Il y a là une convergence malheureuse de plusieurs éléments. D’une part, ses prises de position qui, dès les années 30, conduisent le FBI à le surveiller. D’autre part, les déboires conjugaux qui menacent de l’envoyer régulièrement devant les tribunaux. Sa rencontre avec la toute jeune Oona O’Neill, et leur mariage alors qu’elle est à peine âgée de 18 ans, provoque le scandale. Chaplin se retrouve avec, aux trousses, une presse peu amène à son égard. Puis apprend, alors qu’il est sur un bateau en direction de Londres, que son retour aux États-Unis est compromis.

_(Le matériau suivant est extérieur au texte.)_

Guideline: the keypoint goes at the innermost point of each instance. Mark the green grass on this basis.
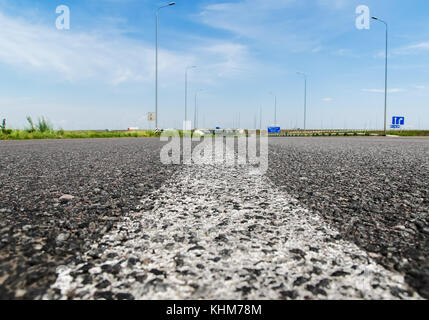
(61, 134)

Il se replie en catastrophe en Angleterre, puis en Suisse. Certes, il va vivre dans une belle maison, auprès de ses huit enfants. Mais l’artiste est amer et isolé. Peu de temps avant sa mort il est rappelé en Californie pour recevoir un oscar d’honneur. Il joue le jeu, remet son melon, fait deux pas en Charlot. En faisant l’éloge de leur nation, il met les Américains devant leurs responsabilités, eux qui, après l’avoir adulé, l’avaient rejeté.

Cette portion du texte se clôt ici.